The Ghana-West Africa Program to Combat Aids and STI (WAPCAS) with support from the United Nations Office for Project Services (UNOPS) on Tuesday, donated HIV rapid diagnostic test kits worth 1.1 million dollars to the Ghana Health Service (GHS).

The donation would help fill the stock-out gap of essential HIV rapid Diagnostic Kits (RDT) caused by the Covid-19 pandemic and also to help Ghana to achieve Sustainable Development Goals (SDG) target 3.3 aimed at ending AIDS as a public health threat.

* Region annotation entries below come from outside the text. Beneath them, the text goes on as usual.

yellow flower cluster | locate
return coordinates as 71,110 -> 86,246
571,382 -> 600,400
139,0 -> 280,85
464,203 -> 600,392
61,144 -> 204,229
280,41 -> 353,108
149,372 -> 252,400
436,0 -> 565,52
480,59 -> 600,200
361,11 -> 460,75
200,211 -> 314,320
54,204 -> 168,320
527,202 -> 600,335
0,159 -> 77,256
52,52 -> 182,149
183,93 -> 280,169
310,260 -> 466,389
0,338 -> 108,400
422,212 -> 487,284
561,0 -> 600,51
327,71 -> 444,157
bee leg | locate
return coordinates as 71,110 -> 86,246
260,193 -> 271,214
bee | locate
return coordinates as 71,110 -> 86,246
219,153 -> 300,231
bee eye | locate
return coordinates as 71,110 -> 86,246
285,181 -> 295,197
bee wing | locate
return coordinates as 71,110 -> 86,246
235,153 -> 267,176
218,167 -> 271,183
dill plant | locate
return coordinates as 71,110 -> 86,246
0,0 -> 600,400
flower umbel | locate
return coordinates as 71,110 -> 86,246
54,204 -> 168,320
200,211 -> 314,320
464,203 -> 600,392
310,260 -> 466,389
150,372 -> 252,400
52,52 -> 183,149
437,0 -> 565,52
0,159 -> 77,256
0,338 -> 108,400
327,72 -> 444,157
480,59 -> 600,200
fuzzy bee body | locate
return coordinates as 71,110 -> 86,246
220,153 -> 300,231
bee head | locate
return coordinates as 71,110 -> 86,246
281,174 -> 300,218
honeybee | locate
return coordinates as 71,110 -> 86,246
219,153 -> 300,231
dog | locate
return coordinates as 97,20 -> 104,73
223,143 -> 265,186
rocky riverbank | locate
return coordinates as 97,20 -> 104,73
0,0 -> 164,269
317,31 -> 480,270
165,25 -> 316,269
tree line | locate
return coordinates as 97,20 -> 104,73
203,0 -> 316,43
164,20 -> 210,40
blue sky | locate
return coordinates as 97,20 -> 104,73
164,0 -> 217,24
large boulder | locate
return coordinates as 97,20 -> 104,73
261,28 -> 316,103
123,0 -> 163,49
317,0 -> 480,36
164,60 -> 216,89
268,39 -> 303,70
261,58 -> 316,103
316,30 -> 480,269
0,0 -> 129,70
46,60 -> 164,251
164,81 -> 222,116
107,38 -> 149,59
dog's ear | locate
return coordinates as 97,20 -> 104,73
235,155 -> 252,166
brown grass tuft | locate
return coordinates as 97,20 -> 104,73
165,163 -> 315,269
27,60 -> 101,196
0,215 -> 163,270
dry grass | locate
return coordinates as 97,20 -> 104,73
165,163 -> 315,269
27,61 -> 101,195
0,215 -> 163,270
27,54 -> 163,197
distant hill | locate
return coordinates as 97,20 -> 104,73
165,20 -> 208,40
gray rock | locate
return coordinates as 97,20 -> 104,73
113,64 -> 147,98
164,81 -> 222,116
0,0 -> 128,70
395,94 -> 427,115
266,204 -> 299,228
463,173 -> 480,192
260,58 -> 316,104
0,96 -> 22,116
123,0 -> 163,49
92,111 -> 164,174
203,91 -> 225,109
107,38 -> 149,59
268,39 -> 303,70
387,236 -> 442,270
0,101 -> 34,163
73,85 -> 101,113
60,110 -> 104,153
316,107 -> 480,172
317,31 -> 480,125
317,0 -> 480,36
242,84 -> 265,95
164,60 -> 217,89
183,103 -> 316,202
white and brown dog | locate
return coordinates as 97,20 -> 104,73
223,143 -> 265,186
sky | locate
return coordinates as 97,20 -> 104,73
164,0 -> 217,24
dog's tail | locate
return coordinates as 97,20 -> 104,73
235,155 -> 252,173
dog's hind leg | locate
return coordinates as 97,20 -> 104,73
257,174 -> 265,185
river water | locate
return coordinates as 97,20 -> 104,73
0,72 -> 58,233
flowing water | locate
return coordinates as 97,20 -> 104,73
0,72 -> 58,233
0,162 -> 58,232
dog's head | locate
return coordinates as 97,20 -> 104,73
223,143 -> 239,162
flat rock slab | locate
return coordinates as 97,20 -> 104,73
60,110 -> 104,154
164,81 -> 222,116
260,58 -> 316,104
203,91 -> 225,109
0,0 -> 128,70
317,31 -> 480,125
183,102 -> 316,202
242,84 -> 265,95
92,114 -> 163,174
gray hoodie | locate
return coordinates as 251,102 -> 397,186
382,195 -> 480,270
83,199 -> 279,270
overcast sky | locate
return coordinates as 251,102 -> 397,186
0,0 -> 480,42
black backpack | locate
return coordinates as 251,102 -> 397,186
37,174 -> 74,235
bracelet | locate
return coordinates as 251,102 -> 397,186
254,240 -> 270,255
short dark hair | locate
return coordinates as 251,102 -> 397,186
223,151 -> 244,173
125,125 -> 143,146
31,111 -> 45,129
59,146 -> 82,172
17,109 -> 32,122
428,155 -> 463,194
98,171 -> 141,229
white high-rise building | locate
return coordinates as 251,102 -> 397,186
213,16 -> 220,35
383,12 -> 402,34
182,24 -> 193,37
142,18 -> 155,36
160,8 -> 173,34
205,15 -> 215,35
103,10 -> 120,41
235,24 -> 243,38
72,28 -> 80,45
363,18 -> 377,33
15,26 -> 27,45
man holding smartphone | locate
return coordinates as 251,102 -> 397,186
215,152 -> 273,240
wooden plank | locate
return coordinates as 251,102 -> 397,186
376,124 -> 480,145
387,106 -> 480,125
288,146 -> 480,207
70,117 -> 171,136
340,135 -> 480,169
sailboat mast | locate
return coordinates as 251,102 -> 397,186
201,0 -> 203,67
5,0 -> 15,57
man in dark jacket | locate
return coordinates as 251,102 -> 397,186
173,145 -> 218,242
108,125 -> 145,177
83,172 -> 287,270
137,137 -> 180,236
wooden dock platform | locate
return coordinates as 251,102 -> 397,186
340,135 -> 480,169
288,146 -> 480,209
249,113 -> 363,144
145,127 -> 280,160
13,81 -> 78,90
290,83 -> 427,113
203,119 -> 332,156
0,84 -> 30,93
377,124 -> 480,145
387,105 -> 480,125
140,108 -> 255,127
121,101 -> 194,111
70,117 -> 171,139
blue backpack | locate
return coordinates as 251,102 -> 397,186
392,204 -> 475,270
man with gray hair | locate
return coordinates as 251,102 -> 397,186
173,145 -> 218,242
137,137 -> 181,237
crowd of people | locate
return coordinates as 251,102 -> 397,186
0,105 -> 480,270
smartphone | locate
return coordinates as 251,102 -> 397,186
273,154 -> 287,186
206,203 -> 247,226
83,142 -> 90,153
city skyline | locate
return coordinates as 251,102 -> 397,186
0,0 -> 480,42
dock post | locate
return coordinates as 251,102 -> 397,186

Mr Emmanuel Mahama, Monitoring and Evaluation and Research Manager of WAPCAS, who stood on behalf of Mrs Asamoah-Adu, the Executive Director of the Organisation, said the RDT was crucial to the fight against HIV and AIDS and that it was the reason the Organisation used part of its grant funds from the Global Fund to procure the test kits for the Ghana Health Service.

He said they were happy to be part of the national response towards ending the HIV pandemic in the country.

Mr Mahama said the outfit was a Civil Society Organisation, which was currently one of the recipients of the Global Fund and had supported the national HIV response for the past 25 years and would continue to be committed towards the fight against the disease.

Madam Ifeoma Charles-Monwuba, UNOPS Representative in Ghana said a lot of attention had gone towards the COVID-19 responses and that routine health services were declining, which led to the shortage of the test kits.

She said she was very pleased to be part of the donation exercise and also assured the Ghana Health Service that they were ready to help in any other way.

Madam Charles-Monwuba said her outfit was ready to bring in any other item that would be needed to support the health sector response in Ghana.

She urged the government and other Civil Society Organisations to call for assistance should they need their services on health-related issues.

Mrs Angela Trenton-Mbonde, UNAIDS Country Director, said the only way of knowing that a person was living with HIV was by having an HIV test.

She said testing was important and that it was critical for the health facilities to have a constant supply of test kits so that people who had HIV will know their status.

Mrs Trenton-Mbonde said a lot of progress had been made not only with testing but also with the provision of antiretroviral drugs.

She said health personnel and Ghanaians should not drop the guards against HIV because of covid-19, saying, HIV was still a health threat to everybody.

Mrs Trenton-Mbonde said the latest figures from the national AIDS control programme shows that Ghana had reached approximately 73 per cent of the target of 95 percent of the people living with HIV who should know their status by 2025.

She said that going forward, It would be important to ensure that HIV commodities and HIV services were put on the essential list of Health Services and that it would ensure that it was given priority among other health commodities.